O documento, que deve ser publicado nesta semana, no Diário Oficial do Município, vincula custos a tabelas nacionais e condiciona pagamentos a medições de produtividade, o que amplia o controle sobre os serviços.

Com valor estimado em R$ 4,7 bilhões por cinco anos, o contrato, na prática, não aumenta gastos. A lógica passa a ser pagar apenas pelo que for executado e comprovado, substituindo repasses fragmentados por um modelo mais organizado.

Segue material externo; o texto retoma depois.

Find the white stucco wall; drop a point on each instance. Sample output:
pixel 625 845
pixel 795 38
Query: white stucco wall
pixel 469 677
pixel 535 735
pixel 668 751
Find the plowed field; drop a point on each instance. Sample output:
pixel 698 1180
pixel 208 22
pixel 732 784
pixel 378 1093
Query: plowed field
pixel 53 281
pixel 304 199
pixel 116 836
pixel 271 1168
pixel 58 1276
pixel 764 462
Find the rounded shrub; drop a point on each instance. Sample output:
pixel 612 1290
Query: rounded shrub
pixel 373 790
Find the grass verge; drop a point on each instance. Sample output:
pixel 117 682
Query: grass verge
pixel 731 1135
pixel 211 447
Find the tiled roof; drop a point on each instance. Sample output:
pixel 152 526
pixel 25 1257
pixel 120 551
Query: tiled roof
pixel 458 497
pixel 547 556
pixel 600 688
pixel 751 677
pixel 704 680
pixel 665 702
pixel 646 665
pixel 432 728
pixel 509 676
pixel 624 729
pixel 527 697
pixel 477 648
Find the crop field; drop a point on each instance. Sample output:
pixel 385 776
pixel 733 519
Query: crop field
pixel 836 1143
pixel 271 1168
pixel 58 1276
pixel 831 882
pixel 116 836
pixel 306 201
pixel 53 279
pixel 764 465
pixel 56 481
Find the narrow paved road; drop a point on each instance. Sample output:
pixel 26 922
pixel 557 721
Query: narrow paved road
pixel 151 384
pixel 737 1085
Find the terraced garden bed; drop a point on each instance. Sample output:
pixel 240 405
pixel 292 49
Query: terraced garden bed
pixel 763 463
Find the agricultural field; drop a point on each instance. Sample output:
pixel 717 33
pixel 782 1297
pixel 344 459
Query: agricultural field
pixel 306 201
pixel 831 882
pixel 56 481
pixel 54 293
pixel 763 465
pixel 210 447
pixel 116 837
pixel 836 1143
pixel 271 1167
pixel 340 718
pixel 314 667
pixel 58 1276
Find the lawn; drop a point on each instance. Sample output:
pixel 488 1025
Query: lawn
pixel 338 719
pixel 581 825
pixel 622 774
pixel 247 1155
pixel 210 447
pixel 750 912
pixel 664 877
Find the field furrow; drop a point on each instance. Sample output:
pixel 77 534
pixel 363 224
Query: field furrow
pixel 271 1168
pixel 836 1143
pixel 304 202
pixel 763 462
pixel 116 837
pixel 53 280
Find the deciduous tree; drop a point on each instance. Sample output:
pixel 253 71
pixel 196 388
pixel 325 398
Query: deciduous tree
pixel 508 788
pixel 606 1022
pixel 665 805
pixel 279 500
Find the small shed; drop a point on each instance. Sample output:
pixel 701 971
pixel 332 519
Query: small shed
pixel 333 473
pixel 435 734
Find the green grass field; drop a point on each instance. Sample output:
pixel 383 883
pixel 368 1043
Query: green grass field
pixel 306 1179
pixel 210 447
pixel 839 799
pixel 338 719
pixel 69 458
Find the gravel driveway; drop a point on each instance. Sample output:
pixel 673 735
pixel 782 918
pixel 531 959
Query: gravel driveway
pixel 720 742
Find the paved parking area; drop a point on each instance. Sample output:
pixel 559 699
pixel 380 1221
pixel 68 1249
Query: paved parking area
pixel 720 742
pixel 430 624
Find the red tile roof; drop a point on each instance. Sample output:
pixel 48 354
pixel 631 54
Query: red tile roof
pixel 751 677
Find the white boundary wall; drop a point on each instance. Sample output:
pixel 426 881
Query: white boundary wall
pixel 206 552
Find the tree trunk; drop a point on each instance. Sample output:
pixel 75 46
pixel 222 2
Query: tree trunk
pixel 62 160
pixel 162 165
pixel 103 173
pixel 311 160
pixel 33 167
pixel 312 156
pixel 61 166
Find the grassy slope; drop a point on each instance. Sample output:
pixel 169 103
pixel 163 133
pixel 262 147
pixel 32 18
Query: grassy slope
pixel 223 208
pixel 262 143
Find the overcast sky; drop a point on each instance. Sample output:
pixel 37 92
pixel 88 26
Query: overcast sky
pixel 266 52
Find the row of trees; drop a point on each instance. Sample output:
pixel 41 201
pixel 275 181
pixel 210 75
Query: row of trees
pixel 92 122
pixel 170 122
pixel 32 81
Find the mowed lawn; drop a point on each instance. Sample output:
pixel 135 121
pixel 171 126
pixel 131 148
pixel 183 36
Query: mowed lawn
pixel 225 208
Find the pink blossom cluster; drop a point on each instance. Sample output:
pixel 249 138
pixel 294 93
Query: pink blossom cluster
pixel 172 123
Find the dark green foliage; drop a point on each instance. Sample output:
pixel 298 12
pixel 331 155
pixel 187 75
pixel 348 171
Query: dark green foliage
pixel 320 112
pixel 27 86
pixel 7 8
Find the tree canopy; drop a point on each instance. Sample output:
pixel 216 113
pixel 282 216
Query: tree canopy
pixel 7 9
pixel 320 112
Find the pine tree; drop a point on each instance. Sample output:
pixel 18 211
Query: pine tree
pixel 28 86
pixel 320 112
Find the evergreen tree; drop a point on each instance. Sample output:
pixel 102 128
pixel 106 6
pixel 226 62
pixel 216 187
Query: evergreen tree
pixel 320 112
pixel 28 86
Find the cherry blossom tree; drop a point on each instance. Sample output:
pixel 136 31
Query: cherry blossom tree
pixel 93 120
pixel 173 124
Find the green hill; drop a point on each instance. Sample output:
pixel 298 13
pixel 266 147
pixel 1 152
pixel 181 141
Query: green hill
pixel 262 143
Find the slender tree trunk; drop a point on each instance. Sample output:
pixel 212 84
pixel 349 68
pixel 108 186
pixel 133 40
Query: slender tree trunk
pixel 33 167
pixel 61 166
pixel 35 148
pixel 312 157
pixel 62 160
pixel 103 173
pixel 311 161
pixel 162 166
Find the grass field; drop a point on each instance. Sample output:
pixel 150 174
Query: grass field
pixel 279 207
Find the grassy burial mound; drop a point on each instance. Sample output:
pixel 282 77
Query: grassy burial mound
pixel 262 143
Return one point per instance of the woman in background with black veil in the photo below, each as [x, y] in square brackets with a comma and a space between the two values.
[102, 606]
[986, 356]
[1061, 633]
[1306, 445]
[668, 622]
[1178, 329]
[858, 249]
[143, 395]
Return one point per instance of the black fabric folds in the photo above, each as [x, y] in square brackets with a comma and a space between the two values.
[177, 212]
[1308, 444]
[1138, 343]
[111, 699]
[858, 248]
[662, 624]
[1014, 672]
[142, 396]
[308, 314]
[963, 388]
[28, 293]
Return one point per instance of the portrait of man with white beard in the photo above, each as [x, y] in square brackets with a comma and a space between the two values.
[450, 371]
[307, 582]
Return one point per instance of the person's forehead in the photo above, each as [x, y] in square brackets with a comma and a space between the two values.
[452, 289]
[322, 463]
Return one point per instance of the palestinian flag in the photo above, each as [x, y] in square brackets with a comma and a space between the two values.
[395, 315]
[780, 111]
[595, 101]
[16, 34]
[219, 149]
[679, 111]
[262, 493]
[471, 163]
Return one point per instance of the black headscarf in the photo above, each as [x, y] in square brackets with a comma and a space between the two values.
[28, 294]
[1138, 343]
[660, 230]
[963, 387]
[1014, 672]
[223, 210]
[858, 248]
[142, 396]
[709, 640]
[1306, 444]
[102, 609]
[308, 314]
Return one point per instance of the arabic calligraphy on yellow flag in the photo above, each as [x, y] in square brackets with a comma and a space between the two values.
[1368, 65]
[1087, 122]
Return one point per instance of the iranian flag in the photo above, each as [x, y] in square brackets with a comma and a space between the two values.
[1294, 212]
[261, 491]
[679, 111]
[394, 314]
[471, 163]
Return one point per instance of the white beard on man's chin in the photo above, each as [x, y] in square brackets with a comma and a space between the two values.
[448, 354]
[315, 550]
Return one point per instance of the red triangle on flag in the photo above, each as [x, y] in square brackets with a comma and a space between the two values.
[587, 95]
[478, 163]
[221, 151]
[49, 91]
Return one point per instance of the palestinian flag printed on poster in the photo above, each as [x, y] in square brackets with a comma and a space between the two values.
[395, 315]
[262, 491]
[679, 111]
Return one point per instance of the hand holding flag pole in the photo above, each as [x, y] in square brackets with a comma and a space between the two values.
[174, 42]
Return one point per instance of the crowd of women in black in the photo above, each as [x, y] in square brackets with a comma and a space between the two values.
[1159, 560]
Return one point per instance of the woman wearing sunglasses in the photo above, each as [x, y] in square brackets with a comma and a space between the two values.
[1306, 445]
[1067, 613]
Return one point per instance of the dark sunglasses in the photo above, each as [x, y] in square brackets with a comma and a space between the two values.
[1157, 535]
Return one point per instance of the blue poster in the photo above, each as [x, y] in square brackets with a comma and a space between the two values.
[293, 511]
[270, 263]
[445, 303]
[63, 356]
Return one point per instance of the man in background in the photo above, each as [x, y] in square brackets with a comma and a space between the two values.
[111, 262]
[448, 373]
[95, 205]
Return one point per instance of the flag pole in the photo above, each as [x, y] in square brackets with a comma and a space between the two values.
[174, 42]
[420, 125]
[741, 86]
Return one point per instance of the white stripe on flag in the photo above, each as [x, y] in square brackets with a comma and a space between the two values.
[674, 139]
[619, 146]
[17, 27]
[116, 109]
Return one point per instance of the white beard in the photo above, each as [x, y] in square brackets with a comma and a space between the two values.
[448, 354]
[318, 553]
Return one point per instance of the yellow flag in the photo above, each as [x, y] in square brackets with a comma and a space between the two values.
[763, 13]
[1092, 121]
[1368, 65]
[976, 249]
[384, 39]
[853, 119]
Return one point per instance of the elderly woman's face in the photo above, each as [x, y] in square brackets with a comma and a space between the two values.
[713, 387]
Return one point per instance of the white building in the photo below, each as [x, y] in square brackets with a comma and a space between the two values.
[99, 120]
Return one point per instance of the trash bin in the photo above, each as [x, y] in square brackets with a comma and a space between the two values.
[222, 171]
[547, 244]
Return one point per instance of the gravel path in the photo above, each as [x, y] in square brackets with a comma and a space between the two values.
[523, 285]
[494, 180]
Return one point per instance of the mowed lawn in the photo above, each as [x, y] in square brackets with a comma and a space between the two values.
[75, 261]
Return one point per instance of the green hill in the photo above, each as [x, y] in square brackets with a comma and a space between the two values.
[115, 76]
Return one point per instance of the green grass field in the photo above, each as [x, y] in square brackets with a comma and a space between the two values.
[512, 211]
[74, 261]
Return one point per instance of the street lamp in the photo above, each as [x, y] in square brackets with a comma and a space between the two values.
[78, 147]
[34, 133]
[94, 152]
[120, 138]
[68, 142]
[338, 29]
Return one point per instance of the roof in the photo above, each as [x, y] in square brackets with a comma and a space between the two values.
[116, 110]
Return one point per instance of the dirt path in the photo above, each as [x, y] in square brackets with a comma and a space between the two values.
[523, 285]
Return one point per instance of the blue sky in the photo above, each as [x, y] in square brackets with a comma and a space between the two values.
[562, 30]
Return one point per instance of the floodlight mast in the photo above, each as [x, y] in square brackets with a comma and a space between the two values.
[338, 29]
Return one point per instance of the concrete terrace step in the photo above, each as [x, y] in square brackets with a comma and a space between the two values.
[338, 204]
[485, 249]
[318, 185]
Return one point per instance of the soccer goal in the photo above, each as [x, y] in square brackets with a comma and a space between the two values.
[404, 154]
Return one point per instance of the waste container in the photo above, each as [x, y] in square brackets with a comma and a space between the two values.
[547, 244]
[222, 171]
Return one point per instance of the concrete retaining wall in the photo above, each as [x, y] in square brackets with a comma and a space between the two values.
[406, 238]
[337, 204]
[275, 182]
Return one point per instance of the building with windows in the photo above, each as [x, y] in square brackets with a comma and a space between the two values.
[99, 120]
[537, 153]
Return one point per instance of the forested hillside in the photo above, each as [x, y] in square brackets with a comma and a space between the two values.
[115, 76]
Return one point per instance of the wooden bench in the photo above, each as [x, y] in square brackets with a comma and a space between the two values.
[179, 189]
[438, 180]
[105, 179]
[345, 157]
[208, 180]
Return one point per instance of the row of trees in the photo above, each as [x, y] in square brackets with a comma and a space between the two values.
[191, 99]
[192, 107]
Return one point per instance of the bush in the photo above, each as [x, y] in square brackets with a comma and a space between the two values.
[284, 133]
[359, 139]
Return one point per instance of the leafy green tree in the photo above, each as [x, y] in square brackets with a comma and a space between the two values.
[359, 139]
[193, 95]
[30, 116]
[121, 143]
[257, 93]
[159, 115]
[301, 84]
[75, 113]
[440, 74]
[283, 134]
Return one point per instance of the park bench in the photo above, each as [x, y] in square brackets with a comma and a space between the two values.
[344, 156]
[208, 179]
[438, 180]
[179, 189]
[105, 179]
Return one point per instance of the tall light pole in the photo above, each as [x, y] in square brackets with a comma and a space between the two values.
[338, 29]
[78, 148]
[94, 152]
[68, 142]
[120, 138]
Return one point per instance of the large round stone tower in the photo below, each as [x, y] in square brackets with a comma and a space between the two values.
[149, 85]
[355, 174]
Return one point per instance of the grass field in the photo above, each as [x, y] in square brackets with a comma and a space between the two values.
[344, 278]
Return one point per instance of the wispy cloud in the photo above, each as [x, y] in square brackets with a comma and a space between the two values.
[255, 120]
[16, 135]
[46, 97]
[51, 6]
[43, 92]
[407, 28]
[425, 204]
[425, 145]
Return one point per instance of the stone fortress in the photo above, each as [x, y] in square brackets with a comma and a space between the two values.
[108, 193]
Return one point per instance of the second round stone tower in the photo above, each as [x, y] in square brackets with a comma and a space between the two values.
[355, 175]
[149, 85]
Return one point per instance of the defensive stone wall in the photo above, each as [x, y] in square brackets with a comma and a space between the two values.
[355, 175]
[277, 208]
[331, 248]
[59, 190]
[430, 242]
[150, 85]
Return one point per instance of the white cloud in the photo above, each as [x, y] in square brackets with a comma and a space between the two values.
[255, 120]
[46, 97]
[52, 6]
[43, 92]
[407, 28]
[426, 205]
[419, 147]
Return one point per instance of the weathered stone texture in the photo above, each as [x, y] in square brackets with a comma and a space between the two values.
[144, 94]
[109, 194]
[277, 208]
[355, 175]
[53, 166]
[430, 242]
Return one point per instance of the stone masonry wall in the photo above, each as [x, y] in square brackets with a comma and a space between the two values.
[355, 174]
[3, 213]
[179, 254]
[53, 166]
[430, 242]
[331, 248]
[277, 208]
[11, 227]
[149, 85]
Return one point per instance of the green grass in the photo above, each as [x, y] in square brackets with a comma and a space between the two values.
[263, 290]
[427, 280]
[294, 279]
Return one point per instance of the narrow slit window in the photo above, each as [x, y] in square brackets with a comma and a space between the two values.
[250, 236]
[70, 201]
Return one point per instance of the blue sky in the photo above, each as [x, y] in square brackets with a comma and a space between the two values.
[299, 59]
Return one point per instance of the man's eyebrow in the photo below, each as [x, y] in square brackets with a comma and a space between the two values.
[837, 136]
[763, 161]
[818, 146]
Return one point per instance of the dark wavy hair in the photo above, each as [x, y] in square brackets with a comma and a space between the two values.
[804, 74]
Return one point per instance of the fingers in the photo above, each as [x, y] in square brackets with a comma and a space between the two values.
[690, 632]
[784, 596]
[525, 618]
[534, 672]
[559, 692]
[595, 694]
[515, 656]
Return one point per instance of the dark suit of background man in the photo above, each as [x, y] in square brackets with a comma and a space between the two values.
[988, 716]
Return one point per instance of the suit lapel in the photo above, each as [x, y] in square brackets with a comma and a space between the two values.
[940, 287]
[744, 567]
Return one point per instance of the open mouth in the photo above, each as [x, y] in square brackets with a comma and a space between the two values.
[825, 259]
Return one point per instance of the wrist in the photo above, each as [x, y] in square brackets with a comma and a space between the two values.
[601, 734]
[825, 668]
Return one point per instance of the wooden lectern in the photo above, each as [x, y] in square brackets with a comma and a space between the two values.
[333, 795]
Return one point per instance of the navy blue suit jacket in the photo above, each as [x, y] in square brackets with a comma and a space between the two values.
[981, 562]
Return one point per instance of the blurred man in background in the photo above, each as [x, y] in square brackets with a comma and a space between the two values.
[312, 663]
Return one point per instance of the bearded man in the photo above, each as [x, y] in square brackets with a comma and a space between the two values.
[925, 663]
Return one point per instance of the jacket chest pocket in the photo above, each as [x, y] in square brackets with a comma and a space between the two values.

Um dos principais pontos é o uso de tabelas oficiais na formação de preços. Os valores serão baseados no Sistema Nacional de Pesquisa de Custos e Índices da Construção Civil (SINAPI), no Sistema de Custos Referenciais de Obras (SICRO), em referências da Agência Goiana de Infraestrutura e Transportes (Goinfra) e em parâmetros do Tribunal de Contas dos Municípios de Goiás (TCM-GO).

O pagamento também passa a depender do desempenho. Limpeza urbana, paisagismo e operação do aterro serão medidos por critérios objetivos, com remuneração atrelada à produtividade.

O contrato ainda prevê serviços sob demanda para atender novas necessidades sem licitação. A proposta é dar mais previsibilidade, agilidade e foco em resultados à gestão da zeladoria urbana.